The U.S. Department of Transportation proposed a new rule this week requiring airlines to offer customers refunds if their flight is canceled or significantly changed.
The change would require airlines to refund travelers if their flight’s arrival or departure time changed by three hours or more for domestic flights, or six or more hours for international flights.
Frequent flyer miles donated over a two-month period will provide around 40,000 flights for Afghan refugees, the Associated Press reported.
The Biden administration is considering doubling the number of miles available to refugees, and around 3,200 flights already covered by the donated miles have allowed Afghan refugees to resettle in communities around the U.S. from temporary housing at military bases, according to the AP. Miles4Migrants organized the donations, and the group has provided aid to refugees using donated airline miles and credit card points since 2016.

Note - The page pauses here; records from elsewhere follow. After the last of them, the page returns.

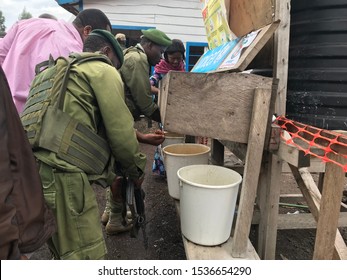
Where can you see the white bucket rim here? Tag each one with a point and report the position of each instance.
(208, 186)
(173, 135)
(208, 149)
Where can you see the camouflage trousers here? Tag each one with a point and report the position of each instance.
(73, 202)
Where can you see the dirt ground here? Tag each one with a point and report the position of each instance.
(163, 227)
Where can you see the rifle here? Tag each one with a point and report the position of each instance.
(139, 217)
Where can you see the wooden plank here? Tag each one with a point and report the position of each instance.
(248, 15)
(253, 49)
(329, 211)
(268, 202)
(316, 166)
(281, 53)
(238, 149)
(216, 105)
(312, 195)
(221, 252)
(253, 160)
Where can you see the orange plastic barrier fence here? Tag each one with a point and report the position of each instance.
(314, 141)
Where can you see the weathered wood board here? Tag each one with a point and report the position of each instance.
(216, 105)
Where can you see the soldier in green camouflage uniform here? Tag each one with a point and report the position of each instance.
(135, 75)
(94, 99)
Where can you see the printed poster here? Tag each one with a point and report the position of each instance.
(216, 23)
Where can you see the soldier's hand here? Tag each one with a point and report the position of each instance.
(138, 182)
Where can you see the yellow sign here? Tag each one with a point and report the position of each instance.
(216, 23)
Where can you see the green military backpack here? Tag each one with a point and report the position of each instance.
(48, 127)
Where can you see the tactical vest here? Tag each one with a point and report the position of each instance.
(129, 99)
(48, 127)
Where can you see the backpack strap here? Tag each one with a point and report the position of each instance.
(47, 63)
(76, 58)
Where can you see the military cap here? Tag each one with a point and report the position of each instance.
(120, 36)
(156, 36)
(112, 40)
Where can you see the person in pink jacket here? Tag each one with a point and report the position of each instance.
(31, 41)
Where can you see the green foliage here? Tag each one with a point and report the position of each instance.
(25, 14)
(2, 23)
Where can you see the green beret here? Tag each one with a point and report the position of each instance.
(156, 36)
(112, 40)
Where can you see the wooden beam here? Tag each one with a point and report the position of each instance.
(253, 161)
(248, 15)
(329, 211)
(312, 195)
(298, 221)
(268, 203)
(281, 53)
(217, 152)
(292, 155)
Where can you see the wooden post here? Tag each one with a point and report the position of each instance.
(268, 202)
(329, 211)
(256, 140)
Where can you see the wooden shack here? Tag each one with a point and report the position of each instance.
(235, 109)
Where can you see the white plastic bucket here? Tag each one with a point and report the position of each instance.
(172, 138)
(207, 204)
(179, 155)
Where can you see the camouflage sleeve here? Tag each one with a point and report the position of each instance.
(135, 74)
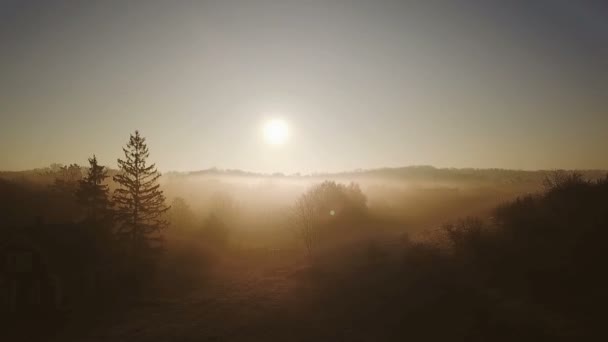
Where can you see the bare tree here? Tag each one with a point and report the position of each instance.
(305, 216)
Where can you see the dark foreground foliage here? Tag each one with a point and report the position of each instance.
(533, 271)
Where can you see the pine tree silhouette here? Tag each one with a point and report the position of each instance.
(140, 204)
(92, 194)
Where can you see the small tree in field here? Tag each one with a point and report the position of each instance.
(140, 204)
(323, 205)
(92, 194)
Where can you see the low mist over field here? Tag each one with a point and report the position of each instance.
(286, 170)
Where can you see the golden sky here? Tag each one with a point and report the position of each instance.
(361, 84)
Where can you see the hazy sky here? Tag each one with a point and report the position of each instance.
(362, 84)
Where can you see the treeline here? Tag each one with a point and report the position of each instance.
(534, 270)
(74, 241)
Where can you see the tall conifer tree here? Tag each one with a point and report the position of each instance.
(140, 204)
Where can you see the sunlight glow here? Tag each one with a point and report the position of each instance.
(276, 132)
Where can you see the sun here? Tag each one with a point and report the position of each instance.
(276, 131)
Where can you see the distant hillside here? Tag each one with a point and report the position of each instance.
(407, 174)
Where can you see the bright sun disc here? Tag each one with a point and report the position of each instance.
(276, 132)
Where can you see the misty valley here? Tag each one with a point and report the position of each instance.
(93, 253)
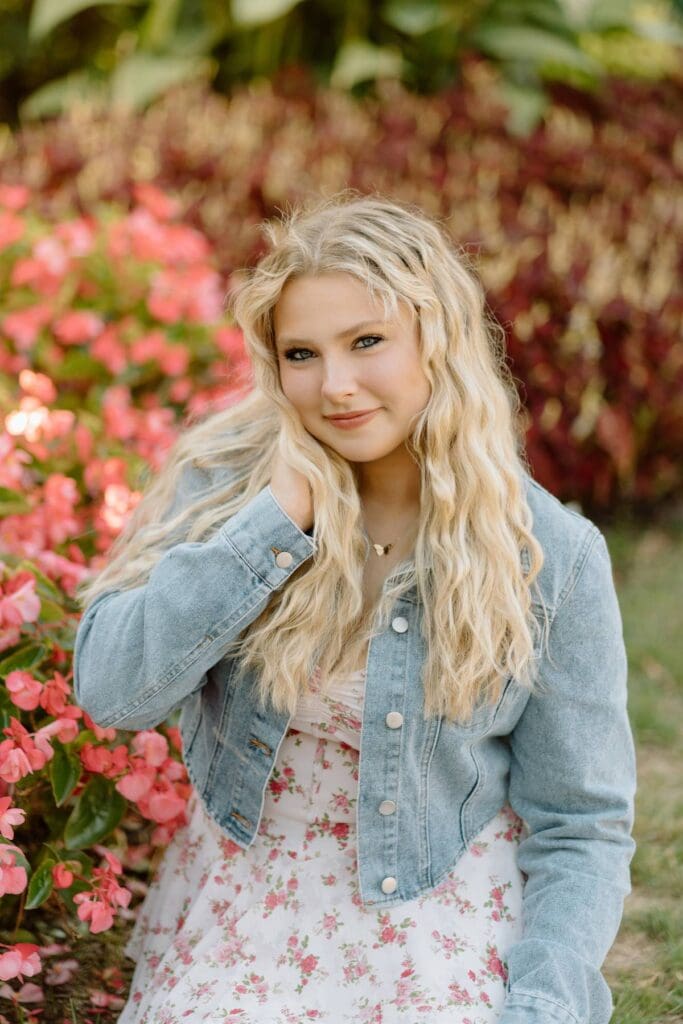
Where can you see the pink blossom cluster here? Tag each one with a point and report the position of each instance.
(157, 784)
(96, 372)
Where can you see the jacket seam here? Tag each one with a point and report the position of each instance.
(296, 525)
(544, 998)
(172, 674)
(578, 568)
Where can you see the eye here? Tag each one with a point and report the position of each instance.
(291, 353)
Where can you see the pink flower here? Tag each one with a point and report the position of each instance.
(78, 327)
(25, 325)
(495, 965)
(38, 385)
(111, 351)
(9, 816)
(308, 964)
(13, 878)
(137, 783)
(55, 694)
(78, 236)
(24, 690)
(102, 761)
(19, 603)
(61, 877)
(98, 913)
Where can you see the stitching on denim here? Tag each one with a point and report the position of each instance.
(238, 552)
(170, 677)
(544, 998)
(577, 570)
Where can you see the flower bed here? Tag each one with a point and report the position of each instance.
(574, 231)
(112, 333)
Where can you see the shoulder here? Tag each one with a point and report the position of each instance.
(566, 537)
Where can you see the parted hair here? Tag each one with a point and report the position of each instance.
(473, 585)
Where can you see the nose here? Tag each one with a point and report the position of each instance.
(338, 380)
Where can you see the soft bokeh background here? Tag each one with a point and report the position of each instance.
(141, 144)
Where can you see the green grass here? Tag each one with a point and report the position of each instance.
(645, 967)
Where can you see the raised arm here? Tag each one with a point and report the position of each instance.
(572, 780)
(139, 652)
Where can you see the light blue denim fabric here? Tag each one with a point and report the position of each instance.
(563, 758)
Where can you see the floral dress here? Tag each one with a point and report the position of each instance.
(276, 934)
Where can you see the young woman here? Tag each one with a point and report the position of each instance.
(398, 660)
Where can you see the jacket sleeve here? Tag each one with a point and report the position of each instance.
(572, 781)
(140, 652)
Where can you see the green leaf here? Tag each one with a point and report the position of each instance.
(50, 611)
(79, 87)
(526, 43)
(416, 18)
(79, 365)
(358, 60)
(26, 658)
(41, 885)
(46, 14)
(65, 772)
(142, 77)
(98, 810)
(19, 857)
(12, 503)
(247, 13)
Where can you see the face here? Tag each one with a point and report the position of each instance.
(338, 353)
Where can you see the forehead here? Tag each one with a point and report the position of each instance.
(328, 303)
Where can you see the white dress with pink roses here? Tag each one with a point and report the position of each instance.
(276, 934)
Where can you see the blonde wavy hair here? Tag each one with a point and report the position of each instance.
(475, 591)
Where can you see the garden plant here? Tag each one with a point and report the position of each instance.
(118, 240)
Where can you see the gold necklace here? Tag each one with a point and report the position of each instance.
(384, 549)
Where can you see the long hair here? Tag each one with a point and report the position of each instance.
(473, 585)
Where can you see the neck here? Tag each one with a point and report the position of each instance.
(390, 487)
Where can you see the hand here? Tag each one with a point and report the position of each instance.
(292, 491)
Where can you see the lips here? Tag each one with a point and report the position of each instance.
(345, 418)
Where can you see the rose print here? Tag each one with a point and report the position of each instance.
(388, 933)
(500, 910)
(284, 931)
(449, 945)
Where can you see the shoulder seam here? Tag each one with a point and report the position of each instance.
(592, 535)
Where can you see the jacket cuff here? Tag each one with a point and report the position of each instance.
(261, 531)
(521, 1009)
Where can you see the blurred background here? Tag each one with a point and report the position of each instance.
(142, 142)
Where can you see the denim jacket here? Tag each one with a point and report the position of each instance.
(562, 757)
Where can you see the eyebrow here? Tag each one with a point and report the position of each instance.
(342, 334)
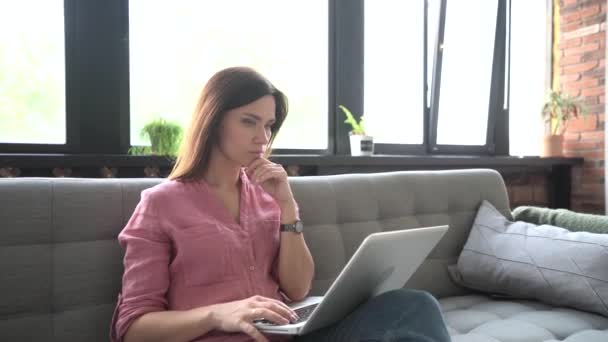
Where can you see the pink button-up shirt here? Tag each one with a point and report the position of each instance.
(183, 250)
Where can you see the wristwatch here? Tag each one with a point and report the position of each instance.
(296, 227)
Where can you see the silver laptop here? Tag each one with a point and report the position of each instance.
(383, 262)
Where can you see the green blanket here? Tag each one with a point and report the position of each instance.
(562, 218)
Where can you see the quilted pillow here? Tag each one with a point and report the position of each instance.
(546, 263)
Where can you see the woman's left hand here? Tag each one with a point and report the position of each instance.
(273, 179)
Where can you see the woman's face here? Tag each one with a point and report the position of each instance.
(245, 131)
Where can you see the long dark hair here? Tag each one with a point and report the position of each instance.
(227, 89)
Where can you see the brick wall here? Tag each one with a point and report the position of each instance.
(580, 68)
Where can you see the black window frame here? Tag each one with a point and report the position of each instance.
(97, 83)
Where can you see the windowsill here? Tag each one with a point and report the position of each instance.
(109, 160)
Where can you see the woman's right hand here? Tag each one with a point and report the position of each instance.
(238, 316)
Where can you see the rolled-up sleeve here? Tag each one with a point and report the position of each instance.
(146, 268)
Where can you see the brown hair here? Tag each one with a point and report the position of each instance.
(227, 89)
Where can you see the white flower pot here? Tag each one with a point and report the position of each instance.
(361, 145)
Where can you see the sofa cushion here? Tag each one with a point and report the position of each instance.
(564, 218)
(478, 318)
(545, 262)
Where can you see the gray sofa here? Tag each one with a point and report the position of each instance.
(61, 265)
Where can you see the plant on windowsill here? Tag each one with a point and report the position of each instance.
(557, 110)
(164, 136)
(361, 144)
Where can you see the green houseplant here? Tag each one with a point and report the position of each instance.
(361, 144)
(164, 136)
(557, 111)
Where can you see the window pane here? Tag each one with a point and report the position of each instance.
(32, 72)
(176, 46)
(394, 70)
(432, 26)
(466, 72)
(528, 75)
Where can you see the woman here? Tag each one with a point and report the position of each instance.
(206, 252)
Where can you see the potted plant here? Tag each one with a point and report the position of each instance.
(557, 110)
(164, 136)
(361, 144)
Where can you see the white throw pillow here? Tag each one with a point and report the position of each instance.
(544, 262)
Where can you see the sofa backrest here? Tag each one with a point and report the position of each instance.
(61, 265)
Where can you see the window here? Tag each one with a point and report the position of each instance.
(529, 61)
(465, 84)
(32, 72)
(394, 71)
(175, 47)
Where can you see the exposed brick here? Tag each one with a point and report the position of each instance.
(596, 109)
(583, 83)
(594, 135)
(594, 19)
(597, 72)
(569, 60)
(570, 17)
(572, 27)
(566, 3)
(571, 77)
(595, 91)
(581, 49)
(572, 136)
(593, 55)
(581, 67)
(590, 10)
(580, 31)
(564, 44)
(595, 37)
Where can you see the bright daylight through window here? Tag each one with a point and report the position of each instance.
(175, 46)
(32, 72)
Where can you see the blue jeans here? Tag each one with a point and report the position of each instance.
(401, 315)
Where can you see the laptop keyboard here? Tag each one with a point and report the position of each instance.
(303, 312)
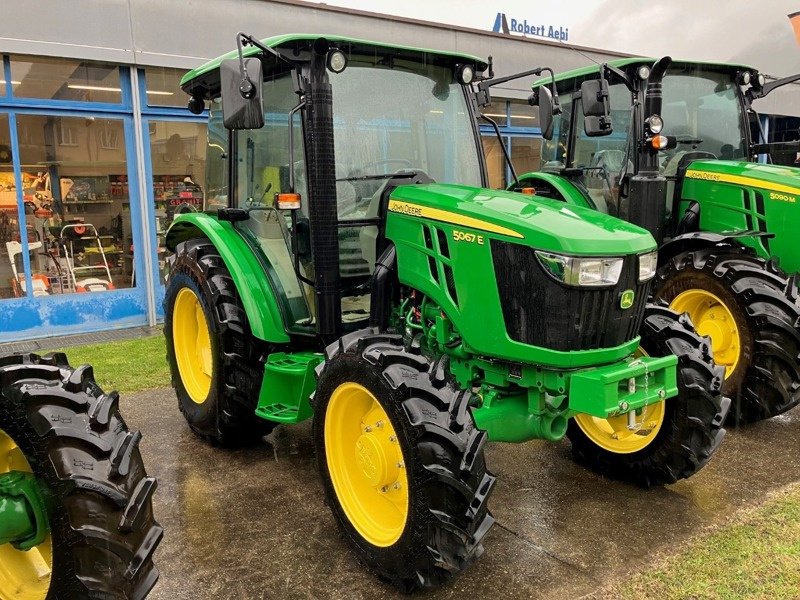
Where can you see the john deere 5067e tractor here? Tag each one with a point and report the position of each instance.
(360, 261)
(726, 225)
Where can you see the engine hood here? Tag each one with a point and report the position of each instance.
(541, 223)
(772, 178)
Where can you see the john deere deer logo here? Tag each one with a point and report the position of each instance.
(626, 300)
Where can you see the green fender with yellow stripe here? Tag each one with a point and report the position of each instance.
(258, 298)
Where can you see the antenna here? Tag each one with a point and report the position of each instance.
(583, 54)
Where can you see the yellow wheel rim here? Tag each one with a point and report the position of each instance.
(614, 434)
(192, 344)
(366, 464)
(24, 575)
(713, 319)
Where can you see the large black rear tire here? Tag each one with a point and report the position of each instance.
(98, 496)
(763, 304)
(225, 414)
(447, 481)
(691, 428)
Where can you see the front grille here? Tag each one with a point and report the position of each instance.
(540, 311)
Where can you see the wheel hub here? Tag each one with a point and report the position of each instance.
(374, 457)
(712, 318)
(365, 463)
(192, 342)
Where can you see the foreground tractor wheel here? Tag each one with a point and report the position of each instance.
(401, 461)
(751, 313)
(215, 361)
(93, 516)
(672, 439)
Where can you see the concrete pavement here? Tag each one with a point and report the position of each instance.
(252, 523)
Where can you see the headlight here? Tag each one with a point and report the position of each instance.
(655, 124)
(581, 271)
(648, 263)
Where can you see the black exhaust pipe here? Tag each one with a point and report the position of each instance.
(648, 189)
(322, 197)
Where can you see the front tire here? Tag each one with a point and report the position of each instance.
(56, 423)
(750, 311)
(677, 436)
(401, 461)
(216, 363)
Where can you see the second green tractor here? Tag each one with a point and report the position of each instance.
(362, 274)
(668, 145)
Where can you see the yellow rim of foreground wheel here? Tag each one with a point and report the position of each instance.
(192, 345)
(24, 575)
(366, 464)
(615, 435)
(712, 318)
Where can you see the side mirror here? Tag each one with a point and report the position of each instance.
(546, 112)
(242, 105)
(595, 105)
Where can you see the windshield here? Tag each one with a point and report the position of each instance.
(399, 119)
(702, 110)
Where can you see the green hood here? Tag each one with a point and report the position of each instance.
(772, 178)
(541, 223)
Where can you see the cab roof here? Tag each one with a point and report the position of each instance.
(636, 61)
(204, 79)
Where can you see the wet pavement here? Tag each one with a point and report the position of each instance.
(252, 523)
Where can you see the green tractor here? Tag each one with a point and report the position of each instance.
(724, 223)
(76, 514)
(414, 319)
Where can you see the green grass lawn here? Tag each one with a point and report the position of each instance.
(125, 366)
(756, 555)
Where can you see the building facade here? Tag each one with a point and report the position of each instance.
(98, 152)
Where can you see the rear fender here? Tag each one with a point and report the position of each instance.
(698, 240)
(258, 297)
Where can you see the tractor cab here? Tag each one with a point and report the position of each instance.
(705, 114)
(399, 116)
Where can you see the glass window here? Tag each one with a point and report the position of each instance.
(178, 155)
(262, 169)
(12, 273)
(77, 205)
(65, 79)
(702, 110)
(523, 114)
(163, 87)
(606, 159)
(495, 161)
(526, 154)
(496, 111)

“Government resources are limited, and we knew that the American people wanted to support Afghans who were arriving and help them find safe homes,” Miles4Migrants Co-Founder Andy Freedman said, the AP reported. “That’s when we turned to the airlines.”
Southwest Airlines announced Thursday that it would adjust its December flight schedule to adjust for ongoing labor shortages.
Southwest canceled over 2,000 flights on Oct. 10 and 11, costing the company over $75 million, according to Southwest’s Q3 earnings report. The airline attributed the canceled flights to weather and air traffic control issues but later admitted to experiencing a labor shortage, The Wall Street Journal reported.
The airline expects to cut its Q4 flight schedule by 8% from 2019, compared to a 5% reduction the company initially planned for, according to the WSJ. The company also expects a decline in staffing compared to its historical average, according to its Q3 earnings report.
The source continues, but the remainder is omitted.